Cammino verso la stazione, nel piazzale degli Alpini si sente la musica. In attesa di Spagna-Portogallo al chiosco allestito per gli Europei c'è già un viavai di giovani per l'aperitivo, sul maxischermo scorrono le parole del karaoke. Arrivano anche le famiglie coi bambini, la serata comincia a colorarsi. All'ingresso due pattuglie della polizia mi squadrano, sono davvero trasandato. Faccio qualche passo e raggiungo i giardini pubblici, mi sdraio sull'asciugamano che ho nelle zaino. Sono entrato in un mondo parallelo, senza futuro. Un eterno presente in bianco e nero scandito dalla disperazione. Vedo coperte abbandonate di fronte alla scuola Vittorio Emanuele, alcuni militari in mimetica, accompagnati da un poliziotto pattugliano la zona. Due ragazzi poco lontano si parlano, uno se ne va e l'altro si siede. Mentre al karaoke si canta «Is this love» di Bob Marley, il giovane accovacciato stringe coi denti il laccio emostatico e si buca. Non avrà nemmeno 25 anni. Aspetto un po' e mi avvicino. Mi presento e gli racconto che sono in strada solo da una decina di giorni, ho fame, non ho soldi e non so dove passare la notte. Gli spiego che ho grossi problemi di droga e la mia famiglia dopo anni di pazienza mi ha sbattuto fuori casa. I suoi occhi azzurri per un attimo si riaccendono, mentre gli parlo è come se rivedesse il suo stesso film.

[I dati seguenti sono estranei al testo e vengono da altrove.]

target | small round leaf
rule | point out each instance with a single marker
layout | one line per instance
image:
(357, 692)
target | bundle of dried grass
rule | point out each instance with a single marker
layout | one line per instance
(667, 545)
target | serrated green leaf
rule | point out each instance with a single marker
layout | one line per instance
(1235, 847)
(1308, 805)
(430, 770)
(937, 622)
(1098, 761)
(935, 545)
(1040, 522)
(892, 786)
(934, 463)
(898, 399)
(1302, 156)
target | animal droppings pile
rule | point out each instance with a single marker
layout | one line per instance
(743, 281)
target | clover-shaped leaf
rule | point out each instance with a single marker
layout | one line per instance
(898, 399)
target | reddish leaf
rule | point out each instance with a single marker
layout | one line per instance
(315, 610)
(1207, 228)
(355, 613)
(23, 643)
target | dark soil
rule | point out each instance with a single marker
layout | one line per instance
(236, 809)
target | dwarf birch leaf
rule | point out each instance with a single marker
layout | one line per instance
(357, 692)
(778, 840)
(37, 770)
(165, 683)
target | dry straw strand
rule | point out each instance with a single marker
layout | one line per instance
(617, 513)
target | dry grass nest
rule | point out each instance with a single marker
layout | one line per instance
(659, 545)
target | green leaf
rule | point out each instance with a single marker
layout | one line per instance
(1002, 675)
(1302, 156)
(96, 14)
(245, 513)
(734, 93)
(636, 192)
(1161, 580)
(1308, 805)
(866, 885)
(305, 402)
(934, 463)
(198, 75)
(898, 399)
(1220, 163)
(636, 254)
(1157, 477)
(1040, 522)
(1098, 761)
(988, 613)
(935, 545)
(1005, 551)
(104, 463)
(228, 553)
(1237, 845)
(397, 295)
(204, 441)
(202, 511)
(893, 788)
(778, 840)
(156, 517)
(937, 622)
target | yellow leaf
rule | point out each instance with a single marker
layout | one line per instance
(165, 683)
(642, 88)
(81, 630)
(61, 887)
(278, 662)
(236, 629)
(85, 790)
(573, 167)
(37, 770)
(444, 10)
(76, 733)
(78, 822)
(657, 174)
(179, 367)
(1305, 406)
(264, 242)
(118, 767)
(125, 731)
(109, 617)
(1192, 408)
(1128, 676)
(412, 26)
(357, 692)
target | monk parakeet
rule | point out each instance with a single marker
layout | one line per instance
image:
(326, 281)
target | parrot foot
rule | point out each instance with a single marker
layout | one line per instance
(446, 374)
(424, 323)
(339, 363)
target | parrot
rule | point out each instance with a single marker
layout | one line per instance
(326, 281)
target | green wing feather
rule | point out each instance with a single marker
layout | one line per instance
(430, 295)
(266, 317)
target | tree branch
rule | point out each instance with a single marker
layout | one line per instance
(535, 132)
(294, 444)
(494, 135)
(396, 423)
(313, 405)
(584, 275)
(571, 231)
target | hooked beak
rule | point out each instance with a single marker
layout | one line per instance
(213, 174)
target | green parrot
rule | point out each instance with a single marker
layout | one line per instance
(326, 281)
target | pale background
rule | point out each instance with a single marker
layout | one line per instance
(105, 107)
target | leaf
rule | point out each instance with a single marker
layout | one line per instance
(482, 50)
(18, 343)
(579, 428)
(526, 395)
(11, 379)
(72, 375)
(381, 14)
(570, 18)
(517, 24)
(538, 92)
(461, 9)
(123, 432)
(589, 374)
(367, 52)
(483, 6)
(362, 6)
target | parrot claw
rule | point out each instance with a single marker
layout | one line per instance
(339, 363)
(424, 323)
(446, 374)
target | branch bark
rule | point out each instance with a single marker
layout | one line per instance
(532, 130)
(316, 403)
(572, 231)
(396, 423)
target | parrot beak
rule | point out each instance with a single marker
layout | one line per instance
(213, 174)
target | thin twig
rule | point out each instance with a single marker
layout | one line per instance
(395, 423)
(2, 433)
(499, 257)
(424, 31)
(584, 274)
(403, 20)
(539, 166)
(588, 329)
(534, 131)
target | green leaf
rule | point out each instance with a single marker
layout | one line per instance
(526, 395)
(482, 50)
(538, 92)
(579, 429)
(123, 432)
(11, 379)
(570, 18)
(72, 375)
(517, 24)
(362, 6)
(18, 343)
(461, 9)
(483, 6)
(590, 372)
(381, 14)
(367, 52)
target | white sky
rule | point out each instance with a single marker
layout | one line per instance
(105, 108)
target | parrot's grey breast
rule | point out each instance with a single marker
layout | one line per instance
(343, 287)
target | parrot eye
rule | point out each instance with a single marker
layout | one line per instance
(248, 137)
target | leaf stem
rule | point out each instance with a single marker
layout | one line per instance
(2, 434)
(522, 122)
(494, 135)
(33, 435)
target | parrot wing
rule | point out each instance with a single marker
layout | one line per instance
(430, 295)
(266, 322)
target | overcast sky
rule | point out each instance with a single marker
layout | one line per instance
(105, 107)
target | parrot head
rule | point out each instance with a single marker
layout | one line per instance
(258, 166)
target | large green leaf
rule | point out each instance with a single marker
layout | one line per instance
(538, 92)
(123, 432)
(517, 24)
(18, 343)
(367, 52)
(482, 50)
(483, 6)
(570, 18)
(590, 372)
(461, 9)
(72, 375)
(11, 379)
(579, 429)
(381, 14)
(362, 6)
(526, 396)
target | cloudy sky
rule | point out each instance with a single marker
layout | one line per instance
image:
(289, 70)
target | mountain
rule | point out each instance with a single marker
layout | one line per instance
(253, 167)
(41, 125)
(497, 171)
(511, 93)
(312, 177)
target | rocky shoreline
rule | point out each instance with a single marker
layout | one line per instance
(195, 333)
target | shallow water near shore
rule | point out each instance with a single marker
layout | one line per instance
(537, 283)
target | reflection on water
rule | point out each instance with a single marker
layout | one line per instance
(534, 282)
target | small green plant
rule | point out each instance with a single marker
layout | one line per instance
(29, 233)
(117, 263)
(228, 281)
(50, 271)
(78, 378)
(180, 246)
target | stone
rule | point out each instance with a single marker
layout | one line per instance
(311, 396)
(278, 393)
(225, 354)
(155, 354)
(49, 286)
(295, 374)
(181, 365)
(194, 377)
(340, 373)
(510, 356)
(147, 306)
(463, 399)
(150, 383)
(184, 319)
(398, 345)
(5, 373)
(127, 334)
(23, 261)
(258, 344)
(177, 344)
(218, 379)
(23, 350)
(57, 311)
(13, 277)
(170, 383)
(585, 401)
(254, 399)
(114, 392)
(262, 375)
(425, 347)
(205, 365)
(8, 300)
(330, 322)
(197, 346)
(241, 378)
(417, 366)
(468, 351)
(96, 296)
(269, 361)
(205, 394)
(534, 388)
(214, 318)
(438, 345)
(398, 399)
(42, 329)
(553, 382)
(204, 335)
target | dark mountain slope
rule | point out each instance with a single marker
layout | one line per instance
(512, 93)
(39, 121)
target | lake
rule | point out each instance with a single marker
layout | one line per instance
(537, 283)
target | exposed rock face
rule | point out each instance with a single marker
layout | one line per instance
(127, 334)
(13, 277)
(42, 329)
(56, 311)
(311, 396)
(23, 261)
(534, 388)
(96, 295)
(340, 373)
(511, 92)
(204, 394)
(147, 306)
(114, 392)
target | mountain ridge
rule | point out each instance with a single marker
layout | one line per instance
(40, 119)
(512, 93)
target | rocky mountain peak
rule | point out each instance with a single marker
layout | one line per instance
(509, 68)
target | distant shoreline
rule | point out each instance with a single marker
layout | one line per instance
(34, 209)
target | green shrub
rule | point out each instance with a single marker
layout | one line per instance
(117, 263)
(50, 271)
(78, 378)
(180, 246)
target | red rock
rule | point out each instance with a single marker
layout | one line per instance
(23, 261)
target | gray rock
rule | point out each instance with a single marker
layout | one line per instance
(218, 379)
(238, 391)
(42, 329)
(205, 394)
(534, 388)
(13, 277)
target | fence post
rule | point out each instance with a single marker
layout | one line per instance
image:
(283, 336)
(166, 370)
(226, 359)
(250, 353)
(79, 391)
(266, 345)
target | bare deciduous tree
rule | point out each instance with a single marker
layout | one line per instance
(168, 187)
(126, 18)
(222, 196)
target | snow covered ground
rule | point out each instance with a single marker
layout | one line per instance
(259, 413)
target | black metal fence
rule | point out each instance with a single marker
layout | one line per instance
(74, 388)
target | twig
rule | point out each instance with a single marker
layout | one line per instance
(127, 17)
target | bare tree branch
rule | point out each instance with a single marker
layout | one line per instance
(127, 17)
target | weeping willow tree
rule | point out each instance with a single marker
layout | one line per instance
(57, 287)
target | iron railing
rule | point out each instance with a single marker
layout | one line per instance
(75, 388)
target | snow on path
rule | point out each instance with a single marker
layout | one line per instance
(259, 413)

Il «cavallino» «Mi chiamo Paolo (nome d'invenzione, ndr) - dice - vivo in strada per scelta da quasi un anno. Stai tranquillo che a farti mangiare ci penso io. Quelli di don Fausto lo portano al gabbiotto alle nove». Indossa jeans stretti, una camicia a quadri e scarpe Adidas. Se non fosse per le gocce di sangue sulla camicia e i lividi sulle braccia non sembrerebbe un tossico. «Se vuoi puoi dormire a casa mia - continua - alla stazione ho un posto al coperto. La polizia mi lascia stare lì, sanno che non rompo le scatole a nessuno. Per i vestiti, domani ti accompagno alla Caritas. Ti porto anche a fare una doccia. Siamo italiani, se non ci aiutiamo tra di noi è un macello». Un giovane passeggia sul vialetto che porta alla stazione delle autolinee, poi devia sul prato e si avvicina. Parlotta con Paolo, che si alza e sfiora una siepe con un gesto fulmineo. Torna con in mano una pallina e la consegna al ragazzo, svelto se l'è già infilata negli slip.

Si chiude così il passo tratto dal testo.